What are some of the highlight commissions?
Bunny Rogers created quietly unnerving videos that are cartoonish in their initial appeal but soon unravel the horrors of high school mass murder, and which feature performers in a public high school auditorium. Paul Pfeiffer’s large-scale performance gathers members of the Redcoat Band from the University of Georgia in a musical reenactment of a football game in its entirety, showing the band’s role as emotional soundtrack to one of America’s most popular mass rituals but also implicating the game in perpetuating racial inequality in American sport and life.
Korakrit Arunanondchai’s sound, film, and light installation-performance connects local folklore with Thailand’s complex history of Buddhist kingship and nationalist policies, revealing the critical analytic thinking underlying the artist’s explosively sensual and brilliantly colored sculptures and videos that mix physical and “digital bodies.” All of the artists in Performa 19 present us with profoundly considered reflections on our world and our times.
Why did you pick the Bauhaus?
Each biennial we select an earlier historic period, when performance was an important catalyst for new aesthetics and ideas.
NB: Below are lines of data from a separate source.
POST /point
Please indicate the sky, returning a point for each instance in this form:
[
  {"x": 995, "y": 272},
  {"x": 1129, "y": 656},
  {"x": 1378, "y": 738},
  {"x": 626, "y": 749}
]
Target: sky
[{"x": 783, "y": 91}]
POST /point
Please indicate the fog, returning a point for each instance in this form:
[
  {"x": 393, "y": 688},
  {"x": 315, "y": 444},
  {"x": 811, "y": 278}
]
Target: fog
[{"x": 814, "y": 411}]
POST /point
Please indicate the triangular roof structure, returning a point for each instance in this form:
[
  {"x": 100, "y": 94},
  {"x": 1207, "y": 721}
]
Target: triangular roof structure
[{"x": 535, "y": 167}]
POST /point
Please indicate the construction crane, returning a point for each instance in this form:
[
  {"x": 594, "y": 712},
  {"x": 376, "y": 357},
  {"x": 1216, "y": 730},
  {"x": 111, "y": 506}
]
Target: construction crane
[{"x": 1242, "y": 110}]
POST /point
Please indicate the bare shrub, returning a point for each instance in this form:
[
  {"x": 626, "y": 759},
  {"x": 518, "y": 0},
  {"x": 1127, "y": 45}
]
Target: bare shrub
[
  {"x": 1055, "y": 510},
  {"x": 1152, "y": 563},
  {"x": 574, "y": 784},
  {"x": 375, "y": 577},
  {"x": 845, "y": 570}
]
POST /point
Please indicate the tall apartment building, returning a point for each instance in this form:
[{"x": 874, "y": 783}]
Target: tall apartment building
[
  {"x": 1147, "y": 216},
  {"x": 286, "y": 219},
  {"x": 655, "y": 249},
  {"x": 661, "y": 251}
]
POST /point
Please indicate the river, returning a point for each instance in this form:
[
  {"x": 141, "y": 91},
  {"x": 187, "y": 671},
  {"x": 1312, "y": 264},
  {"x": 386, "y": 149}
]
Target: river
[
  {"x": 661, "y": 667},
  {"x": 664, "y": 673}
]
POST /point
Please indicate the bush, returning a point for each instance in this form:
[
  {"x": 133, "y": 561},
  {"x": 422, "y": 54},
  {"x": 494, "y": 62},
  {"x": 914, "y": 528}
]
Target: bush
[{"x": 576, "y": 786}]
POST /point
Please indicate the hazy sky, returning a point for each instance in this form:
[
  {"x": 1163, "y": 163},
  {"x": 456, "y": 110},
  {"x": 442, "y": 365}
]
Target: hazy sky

Italian Futurism, Russian Constructivism, Surrealism, Dada, even the Renaissance, have been “history anchors” for past biennials. Each anchor required the curators and Performa team to conduct extensive research. A “reader” is compiled and given to artists, curators, writers, and interested supporters; programming is organized by the Performa Institute at the Performa Hub.
While most Bauhaus exhibitions over the past decades have concentrated on the Bauhaus as a school of architecture and design, Performa underlines the critical position of Bauhaus founder Walter Gropius, on the role of performance and play, of the social as much as the polemical and pedagogical aspects of the innovative school. The Bauhaus exhibition of 1923, “Art and Technology, the New Unity,” also informs our research, at a time when “new media” of the 21st century invariably means the marriage of the two.
Indeed, many of the Performa 19 artists have incorporated concepts from the Bauhaus reader in their own research, informing the making of their new work. It also raises the question: What is the art school of the 21st century? The Bauhaus has provided the model for art schools around the world for 100 years, so we ask artists and educators, designers, ethicists, philosophers, architects, choreographers, musicians, and writers to envision the necessary preparation for generations of artists to come.
Performa 19, runs through November 24 at select venues across New York City.